This week’s readings again speak of waiting and accountability and the end or return of Jesus. The parable of the talents comes at the end of Matthew and is part of Jesus final days and preparation of his apostles. Three servants are entrusted with either 5, 2 and 1 talents. A talent was a very large sum, an amount far surpassing a lifetime of wages for a typical Jew. The most interesting and at the same time, puzzling thing, was the reaction of the Master to the servant who had 1 talent and was afraid to act and use it for fear of his Master. The first two acted correctly and made a nice return on what was given them. Now this parable was meant for the apostles and the early church which was waiting for Christ’s imminent return. So we might ask, what is it Christ could have given to the early church that they could fail him in an accounting on his return. In fact, what today also? That one thing has to be love and sharing the faith, the foundation of church and community. All his followers are called to love and spread and teach the faith and spread Christ’s love to the world. So what our parable tells us, is that if we in some way bury or stifle our love we are not using our talent. Love is a thing that must be worked at to grow and spread. Growth and change are important parts of loving, as people in a loving relationship will tell you. When stagnation sets in, growth can stop and in Christ’s church the result can be harmful to it mission. The Holy Spirit is alive in the church to keep it active in its growth to bring all into a loving community. The church is a people, a community, not an institution or buildings. Change has always been in the church, yet never without many different voices challenging one another that lead to the many splits in the body of Christ through the centuries.
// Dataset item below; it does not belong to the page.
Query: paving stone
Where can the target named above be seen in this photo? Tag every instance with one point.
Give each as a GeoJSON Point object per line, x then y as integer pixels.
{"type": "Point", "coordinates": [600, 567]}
As individuals, we have been given our faith and are called to love as best we can. Surely the questions of the larger community is beyond us in a sense, but nothing prevents us from loving and sharing person to person on a daily basis as we go about our daily business. Nothing prevents us from be that loving person we are all called to be.
As we approach the end of the year, both liturgically and really, the readings seem to get ominous and in a sense scary as they talk about the end of the world. None of us likes to think of our own mortality or the world around us falling apart or ending. Realistically, thinking of our death or the end of the world, isn’t really a wise thing to do or a wise way to start a day or to plan ahead. What is really wise is not to plan our departure but rather plan the present moment, the waiting as well. As Christians, we know that with Christ’s death and resurrection and ascension, and his sending of his Spirit, that God’s kingdom is now. We are called to be present to others, to be Christians, to give, to share, to care. These are the things that last and benefit the kingdom. God’s kingdom is now, in our own lifetime. What we see and share and believe is only a preparation for what will be in another time and place. God’s presence is now and always. Many speak of wasting time as they rush through their daily schedule. Perhaps the rushing is the waste if we neglect interaction and caring along the way. How many people, friend or not do we rush by? How often do we step aside to pray? Or to just appreciate God’s gift of the world around us, a scenic place, or a sunset or sunrise? Or to embrace and appreciate the family and friends we have?
All the above is important because death or the end of the world is not an end for us or God’s kingdom. Life will not end but change. That change is told to us by God but what it entails we don’t know. We do know that all who have died will rise and God will embrace all who are to be in his kingdom. But we as Christians are already in his kingdom if we are living as Christ asked us to do our passage should be a reunion of all those we have known and those we will come to know.
I think today’s gospel is one of the most familiar to all of us. Again a Pharisee scholar sets out to trap Jesus with what he thinks is a trick question. Jesus is ready for him and answers that Love is the greatest commandment. To love God with our whole heart, soul and mind and the second is to love your neighbor as yourself. It means that within our self we give all we are to God and what it means to belong to him. It is the means and purpose for which we live. And in living, we must love others as we love ourselves. This or more properly these commands are no small matter. I think that for the most part whether consciously or not all of us look out for ourselves or love ourselves very much beyond just the point of self-preparation. As children we learn to love from our parents and others as we grow older. However, you expand our circle of love is something we must learn and be willing to do as part of our faith and love of God. To reach out and accept others as God has done for us is not always easy in this world in which we find Good and evil present as we go forth. But loving our neighbor also mean being ready to forgive just as God does. Love is not always easy as I am sure married couples will tell you. No one except God is perfect, and even a loving couple has their moments of disagreements. Yet in any loving relationship, the giving of the whole self makes possible the resolution and coming together after conflicts.
We know that the greatest act of giving of self was Christ’s death on the Cross. In one-act, for all time, he brought God’s mercy and forgiveness to all and made possible for all of humanity to be united to him forever. This is the chief and only reason for giving ourselves body and soul and it will bring us to him forever.